POLAND - The Polish government is appealing to UNESCO to change the official name of the Auschwitz-Birkenau concentration camp to "Former Nazi German Concentration Camp Auschwitz-Birkenau." The government said it wants to remind the world that Auschwitz is not linked to Poles or Poland. The former death camp was built and operated by Nazi Germany and is listed as a World Heritage site.
FRANCE - Despite three weeks of protests by university students and others, France's Constitutional Council ruled March 31 that a controversial youth employment law championed by Prime Minister Dominique de Villepin is legal. The bill, which loosens restrictions for employers to hire and fire people younger than 26, now awaits the signature of President Jacques Chirac before becoming law.
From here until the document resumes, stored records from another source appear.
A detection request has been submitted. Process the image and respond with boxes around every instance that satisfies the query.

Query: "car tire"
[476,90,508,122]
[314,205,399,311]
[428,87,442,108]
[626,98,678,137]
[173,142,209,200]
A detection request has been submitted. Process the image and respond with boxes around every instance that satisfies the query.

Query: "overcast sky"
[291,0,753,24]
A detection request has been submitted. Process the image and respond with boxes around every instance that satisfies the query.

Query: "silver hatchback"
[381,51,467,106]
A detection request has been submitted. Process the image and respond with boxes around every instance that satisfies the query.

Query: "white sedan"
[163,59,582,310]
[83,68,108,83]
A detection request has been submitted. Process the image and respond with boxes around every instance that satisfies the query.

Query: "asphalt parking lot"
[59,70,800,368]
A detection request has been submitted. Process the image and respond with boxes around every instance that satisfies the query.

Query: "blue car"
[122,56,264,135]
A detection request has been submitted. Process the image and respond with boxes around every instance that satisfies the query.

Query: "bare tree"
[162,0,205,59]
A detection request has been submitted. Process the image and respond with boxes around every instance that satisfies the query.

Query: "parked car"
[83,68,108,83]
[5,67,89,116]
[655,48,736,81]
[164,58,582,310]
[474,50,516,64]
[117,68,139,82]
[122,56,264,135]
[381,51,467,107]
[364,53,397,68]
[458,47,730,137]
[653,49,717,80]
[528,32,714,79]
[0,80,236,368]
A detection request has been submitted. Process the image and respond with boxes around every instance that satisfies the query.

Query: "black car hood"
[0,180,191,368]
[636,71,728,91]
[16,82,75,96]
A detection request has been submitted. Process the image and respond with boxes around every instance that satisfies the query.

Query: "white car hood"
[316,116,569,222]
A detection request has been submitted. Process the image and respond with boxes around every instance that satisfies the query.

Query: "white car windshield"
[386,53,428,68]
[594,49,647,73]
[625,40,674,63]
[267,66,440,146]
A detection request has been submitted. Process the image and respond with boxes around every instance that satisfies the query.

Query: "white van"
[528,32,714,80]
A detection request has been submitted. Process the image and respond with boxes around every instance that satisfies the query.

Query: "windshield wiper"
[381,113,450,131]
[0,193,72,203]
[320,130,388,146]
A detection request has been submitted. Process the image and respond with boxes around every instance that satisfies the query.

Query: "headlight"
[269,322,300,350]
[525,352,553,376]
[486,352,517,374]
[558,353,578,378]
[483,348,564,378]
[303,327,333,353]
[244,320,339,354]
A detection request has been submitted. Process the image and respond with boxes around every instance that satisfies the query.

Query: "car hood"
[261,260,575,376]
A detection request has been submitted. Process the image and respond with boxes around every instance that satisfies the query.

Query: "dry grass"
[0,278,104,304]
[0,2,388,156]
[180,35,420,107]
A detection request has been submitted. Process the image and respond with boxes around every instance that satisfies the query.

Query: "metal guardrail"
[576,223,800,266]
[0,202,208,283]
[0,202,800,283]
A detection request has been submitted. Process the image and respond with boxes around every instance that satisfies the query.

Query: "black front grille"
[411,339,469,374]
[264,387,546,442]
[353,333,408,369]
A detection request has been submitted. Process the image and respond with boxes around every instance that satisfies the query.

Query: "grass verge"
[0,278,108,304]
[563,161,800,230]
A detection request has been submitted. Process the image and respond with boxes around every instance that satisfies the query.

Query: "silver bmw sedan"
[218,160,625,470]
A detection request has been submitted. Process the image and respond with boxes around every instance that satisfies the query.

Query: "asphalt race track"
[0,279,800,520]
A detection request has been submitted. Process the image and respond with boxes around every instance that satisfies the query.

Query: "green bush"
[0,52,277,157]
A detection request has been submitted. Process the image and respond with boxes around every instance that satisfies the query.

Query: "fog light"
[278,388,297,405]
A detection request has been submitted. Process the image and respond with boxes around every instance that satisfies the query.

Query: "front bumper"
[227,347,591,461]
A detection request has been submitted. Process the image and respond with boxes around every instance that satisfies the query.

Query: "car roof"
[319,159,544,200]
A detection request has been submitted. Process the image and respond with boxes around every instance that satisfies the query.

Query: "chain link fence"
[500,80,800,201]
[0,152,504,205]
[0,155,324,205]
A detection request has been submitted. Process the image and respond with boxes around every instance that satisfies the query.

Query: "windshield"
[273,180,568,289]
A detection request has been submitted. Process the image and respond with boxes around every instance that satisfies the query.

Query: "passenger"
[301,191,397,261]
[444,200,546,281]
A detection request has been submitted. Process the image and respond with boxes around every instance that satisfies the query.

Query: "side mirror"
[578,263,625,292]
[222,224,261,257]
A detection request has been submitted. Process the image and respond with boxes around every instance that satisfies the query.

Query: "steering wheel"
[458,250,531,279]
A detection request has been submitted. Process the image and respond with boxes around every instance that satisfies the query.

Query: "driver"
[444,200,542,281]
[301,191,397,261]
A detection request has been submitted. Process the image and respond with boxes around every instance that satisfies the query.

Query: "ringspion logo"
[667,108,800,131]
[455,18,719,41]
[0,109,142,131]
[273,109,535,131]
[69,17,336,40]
GERMANY - A court in Hamburg said April 3 that it was legal for Gerhard Schröder to take a job with Russian natural gas giant Gazprom. The former German chancellor was facing criticism, largely from the Free Democrats Party, that he was personally profiting from a deal with Russia's Vladimir Putin to build a new pipeline between Russia and Germany.
DENMARK - Author Kare Bluitgen is now working on translating the Koran into Danish, local press reported. Bluitgen is the author of a book on the life of the Prophet Muhammad for which he sought depictions of the prophet, which led to a competition by a Danish newspaper that sparked protests throughout the Muslim world.
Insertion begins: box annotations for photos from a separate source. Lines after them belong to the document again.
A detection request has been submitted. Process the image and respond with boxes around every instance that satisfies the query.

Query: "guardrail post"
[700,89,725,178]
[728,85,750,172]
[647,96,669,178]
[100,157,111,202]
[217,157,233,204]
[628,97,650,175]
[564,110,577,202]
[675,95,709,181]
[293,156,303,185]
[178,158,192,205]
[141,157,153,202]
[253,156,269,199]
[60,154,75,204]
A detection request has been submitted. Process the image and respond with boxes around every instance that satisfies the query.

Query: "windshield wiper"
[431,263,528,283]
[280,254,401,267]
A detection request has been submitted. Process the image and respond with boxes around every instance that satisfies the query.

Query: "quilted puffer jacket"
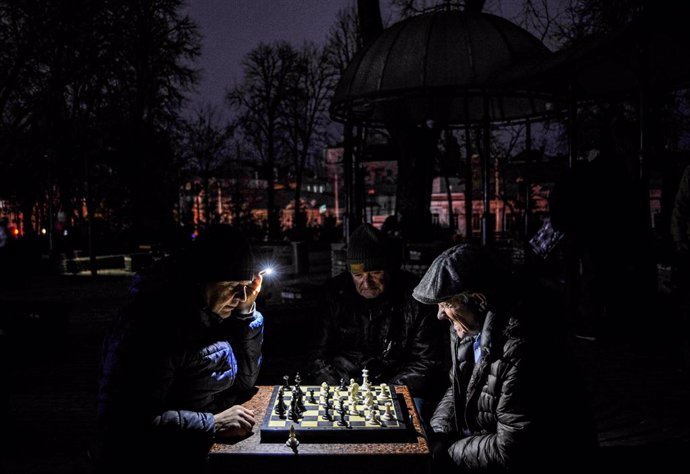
[98,258,263,472]
[430,306,596,472]
[310,271,447,398]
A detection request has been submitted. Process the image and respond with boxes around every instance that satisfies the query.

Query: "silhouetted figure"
[310,224,445,422]
[413,244,596,473]
[98,226,263,472]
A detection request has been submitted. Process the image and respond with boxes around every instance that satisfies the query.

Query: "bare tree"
[227,41,299,239]
[325,5,364,74]
[182,106,233,228]
[284,43,334,234]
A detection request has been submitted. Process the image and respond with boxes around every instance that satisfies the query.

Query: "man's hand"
[206,274,263,318]
[213,405,256,438]
[237,273,264,313]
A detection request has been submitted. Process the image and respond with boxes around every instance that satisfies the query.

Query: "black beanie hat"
[190,224,254,282]
[347,224,388,273]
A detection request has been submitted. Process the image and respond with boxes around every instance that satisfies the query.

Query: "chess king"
[309,224,445,416]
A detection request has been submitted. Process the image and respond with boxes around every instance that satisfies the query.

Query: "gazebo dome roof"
[331,10,552,125]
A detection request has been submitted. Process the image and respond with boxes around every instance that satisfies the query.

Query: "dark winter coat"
[311,270,447,397]
[430,306,596,472]
[98,258,263,472]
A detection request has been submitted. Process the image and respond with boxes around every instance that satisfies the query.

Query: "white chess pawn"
[285,425,299,448]
[364,392,376,407]
[369,408,381,425]
[376,383,391,401]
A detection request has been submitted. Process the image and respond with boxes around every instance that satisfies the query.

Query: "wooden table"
[210,386,431,474]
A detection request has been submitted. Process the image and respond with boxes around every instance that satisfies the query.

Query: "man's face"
[352,270,386,299]
[206,280,252,318]
[437,298,484,338]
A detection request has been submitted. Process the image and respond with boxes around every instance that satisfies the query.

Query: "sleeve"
[671,166,690,243]
[227,310,264,394]
[429,386,455,435]
[444,361,539,472]
[384,297,444,397]
[98,310,215,452]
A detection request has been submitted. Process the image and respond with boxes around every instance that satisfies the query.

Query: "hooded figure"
[413,245,596,473]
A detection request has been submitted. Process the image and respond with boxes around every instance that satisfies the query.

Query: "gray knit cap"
[347,224,388,273]
[412,244,498,304]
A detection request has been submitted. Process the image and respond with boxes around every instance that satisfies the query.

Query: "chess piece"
[347,400,359,416]
[381,402,393,421]
[369,408,381,425]
[285,425,299,449]
[362,369,369,390]
[350,380,359,400]
[275,387,285,418]
[338,410,347,426]
[376,383,391,401]
[292,372,304,397]
[364,392,375,407]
LITHUANIA - Turkey started patrolling Lithuanian airspace March 31 in a NATO mission to monitor the three Baltic countries. Under a NATO resolution, members, including Germany and Norway, have taken turns conducting similar missions in the region since March 2004, when Lithuania, Latvia and Estonia joined NATO. Belgium is expected to take over in August.
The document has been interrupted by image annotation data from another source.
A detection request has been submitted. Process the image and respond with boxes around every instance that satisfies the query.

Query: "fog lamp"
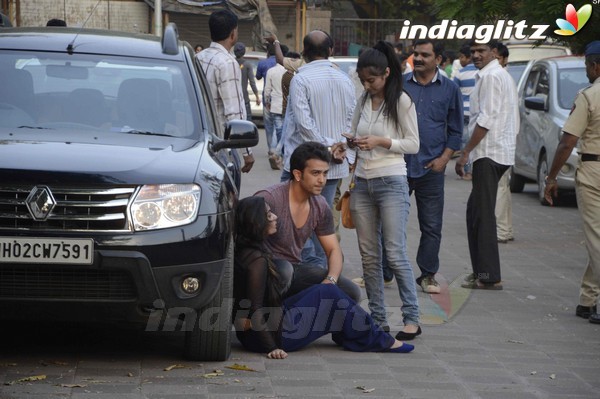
[181,277,200,294]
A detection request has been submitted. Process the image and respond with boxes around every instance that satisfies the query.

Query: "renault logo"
[25,186,56,221]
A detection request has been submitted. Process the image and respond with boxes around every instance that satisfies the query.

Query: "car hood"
[0,132,204,185]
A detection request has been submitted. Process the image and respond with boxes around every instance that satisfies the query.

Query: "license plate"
[0,237,94,265]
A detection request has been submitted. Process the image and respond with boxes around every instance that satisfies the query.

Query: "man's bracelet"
[325,276,337,284]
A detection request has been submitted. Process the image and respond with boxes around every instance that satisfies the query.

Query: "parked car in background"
[506,56,533,87]
[504,41,571,62]
[510,53,589,204]
[0,24,258,360]
[243,51,267,123]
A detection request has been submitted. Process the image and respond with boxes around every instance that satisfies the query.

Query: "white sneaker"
[352,277,394,288]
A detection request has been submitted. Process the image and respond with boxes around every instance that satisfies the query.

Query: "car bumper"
[0,218,231,323]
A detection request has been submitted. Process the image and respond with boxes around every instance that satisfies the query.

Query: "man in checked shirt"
[196,10,254,173]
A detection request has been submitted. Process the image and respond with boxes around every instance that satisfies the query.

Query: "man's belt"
[581,154,600,162]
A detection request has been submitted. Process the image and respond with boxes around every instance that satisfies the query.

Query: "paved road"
[0,133,600,399]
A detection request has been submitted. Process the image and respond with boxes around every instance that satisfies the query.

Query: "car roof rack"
[161,22,179,55]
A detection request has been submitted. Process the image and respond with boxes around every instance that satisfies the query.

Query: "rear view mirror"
[525,97,547,111]
[46,64,88,80]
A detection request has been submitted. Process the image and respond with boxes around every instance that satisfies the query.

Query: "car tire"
[184,239,234,361]
[508,167,526,193]
[538,154,550,206]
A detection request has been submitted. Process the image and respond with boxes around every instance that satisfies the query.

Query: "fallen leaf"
[165,364,185,371]
[51,360,69,366]
[4,374,46,385]
[202,370,225,378]
[225,363,256,371]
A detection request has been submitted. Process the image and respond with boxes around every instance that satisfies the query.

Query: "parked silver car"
[510,56,589,205]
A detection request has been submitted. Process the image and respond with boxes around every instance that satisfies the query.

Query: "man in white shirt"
[196,10,254,172]
[456,41,519,290]
[263,64,286,169]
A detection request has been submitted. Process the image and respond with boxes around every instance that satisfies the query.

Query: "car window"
[558,66,589,109]
[534,69,550,97]
[0,51,200,137]
[523,70,539,97]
ESTONIA - More Estonians are opposed to adopting the euro than are for it, according to a state-sponsored poll released April 1. About 40 percent of respondents were in favor of introducing the euro, while 50 percent were against it, according to the poll. Euroskeptics are concerned that adopting the euro, slated for Jan. 1, 2007, will trigger inflation.
AUSTRIA - Gertraud Arzberger, 33, a woman from Graz who has been convicted of stuffing two of her babies in a freezer and entombing two others in concrete, was sentenced March 31 to life in prison. Her boyfriend, Johannes Genser, 39, was convicted of being an accessory and given 15 years in prison.
SLOVAKIA - The labor market in Slovakia will need to produce another 53,000 automotive workers by 2010, the Slovak Automotive Industry Association announced March 31. The automotive sector already employs 55,000 Slovaks. In 2010 Slovakia is projected to be the world's largest per capita car producer.
BULGARIA - Bulgaria appears to have won its tourism war with Romania by offering higher-quality services at lower prices, Romanian newspaper Cotidianul conceded March 3. In 2005, tourism revenue totaled $2.6 billion (62.1 billion Kč) in Bulgaria, compared with $606 million in Romania.
UK - The British Army began dismantling its last five watchtowers along the border between Northern Ireland and Republic of Ireland April 3 in response to the Irish Republican Army's decision last year to disarm. The network of watchtowers was constructed in the mid-1980s to monitor IRA activities in South Armagh. The Army began dismantling its watchtowers in 1999.